There is, however, some cautious optimism surrounding the merger's effect on the cost of drugs for patients with dire health conditions, such as cancer or heart disease. “By and large, cancer treatment in the U.S. has not been subject to rigorous cost controls by health insurers or by Medicare,” wrote Moody's Investor Service, according to the Wall Street Journal. “Cancer drugs are typically reimbursed under a fee-for-service payment model, but we believe this will begin to slowly change.”

For their part, Anthem has downplayed any negative effects on consumers caught up in the budding merger, saying in part that the end result would be “meaningful value to consumers and shareholders through expanded provider collaboration, enhanced affordability and cost of care management capabilities,” according to a press release Friday.

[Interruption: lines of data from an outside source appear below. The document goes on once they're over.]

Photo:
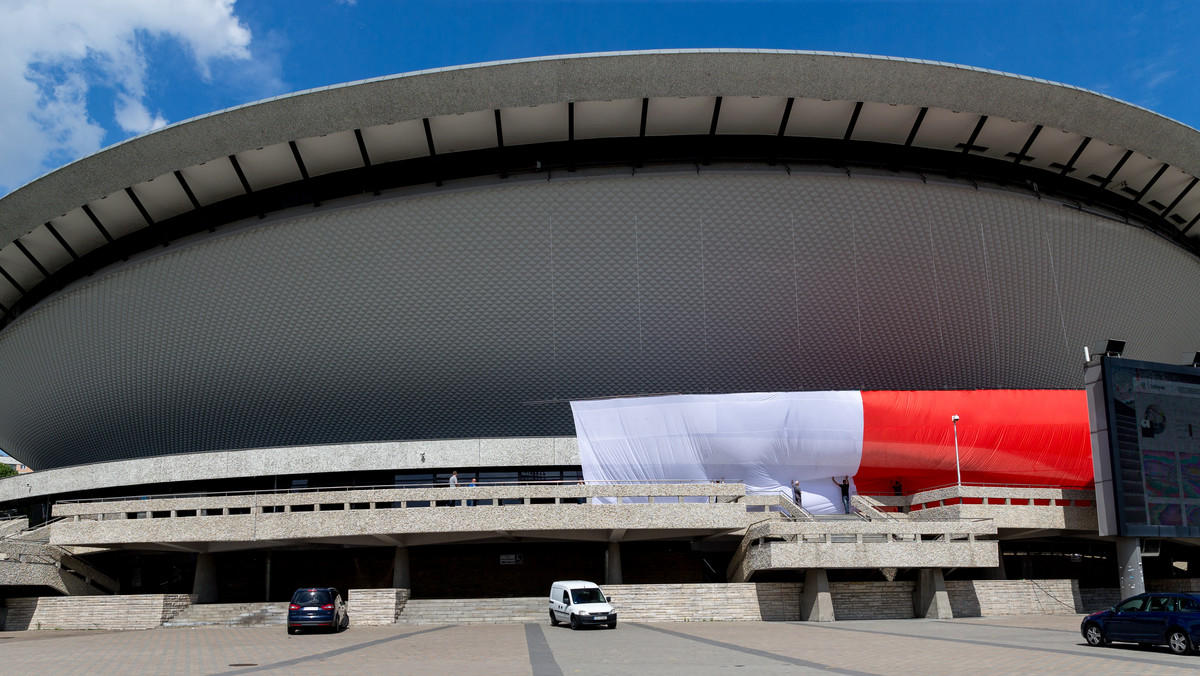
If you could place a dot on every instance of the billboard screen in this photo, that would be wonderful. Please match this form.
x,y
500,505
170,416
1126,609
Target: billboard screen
x,y
1146,447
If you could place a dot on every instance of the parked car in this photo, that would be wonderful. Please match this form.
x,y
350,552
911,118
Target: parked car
x,y
580,603
1147,620
317,606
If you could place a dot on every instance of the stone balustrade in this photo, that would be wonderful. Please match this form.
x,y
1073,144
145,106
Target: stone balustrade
x,y
877,543
1073,509
355,515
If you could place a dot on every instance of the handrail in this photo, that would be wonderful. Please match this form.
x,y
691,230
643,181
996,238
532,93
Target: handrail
x,y
976,485
391,486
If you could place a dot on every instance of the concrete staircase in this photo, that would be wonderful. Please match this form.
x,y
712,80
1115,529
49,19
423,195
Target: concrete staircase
x,y
473,611
232,615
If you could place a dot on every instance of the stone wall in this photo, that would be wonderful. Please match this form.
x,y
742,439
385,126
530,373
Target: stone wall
x,y
376,606
983,598
1185,585
1099,598
735,602
871,600
141,611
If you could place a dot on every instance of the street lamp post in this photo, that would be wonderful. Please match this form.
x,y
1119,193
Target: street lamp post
x,y
958,467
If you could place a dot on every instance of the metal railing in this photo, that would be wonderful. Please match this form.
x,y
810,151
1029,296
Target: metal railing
x,y
390,497
387,486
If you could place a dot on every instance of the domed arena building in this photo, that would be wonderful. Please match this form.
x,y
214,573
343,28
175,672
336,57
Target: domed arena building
x,y
366,287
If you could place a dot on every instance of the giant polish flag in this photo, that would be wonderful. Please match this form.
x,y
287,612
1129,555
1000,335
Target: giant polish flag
x,y
768,440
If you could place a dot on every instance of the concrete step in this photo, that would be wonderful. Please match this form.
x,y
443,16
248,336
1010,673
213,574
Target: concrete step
x,y
473,611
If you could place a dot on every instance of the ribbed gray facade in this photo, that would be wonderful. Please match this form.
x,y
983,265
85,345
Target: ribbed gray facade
x,y
480,311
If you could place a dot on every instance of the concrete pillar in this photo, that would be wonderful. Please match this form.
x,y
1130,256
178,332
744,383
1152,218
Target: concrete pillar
x,y
401,573
816,603
929,599
204,586
612,564
1129,567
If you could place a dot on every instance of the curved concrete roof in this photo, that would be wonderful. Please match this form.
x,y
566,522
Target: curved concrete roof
x,y
478,307
598,77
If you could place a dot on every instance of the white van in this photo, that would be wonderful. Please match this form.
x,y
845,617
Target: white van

But the American Academy of Family Physicians begged to differ, according to a letter it sent to Edith Ramirez, the chairwoman of the FTC, saying that "mergers in the health insurance industry would have an immediate and profound negative impact on the availability and affordability of health insurance for millions of consumers," CNN Money reported.

Dafny, the professor from Northwestern, said there was one way to know for sure exactly what consumers should expect coming from a mega-merger such as this one: Each company should demonstrate prior to the merger being completed all of the social benefits planned from the merger, and how those benefits would be calculated, Dafny wrote in in the New England Journal of Medicine.

"The absence of detail on these items should arouse concern about whether the goal of a given merger is truly to better serve the community."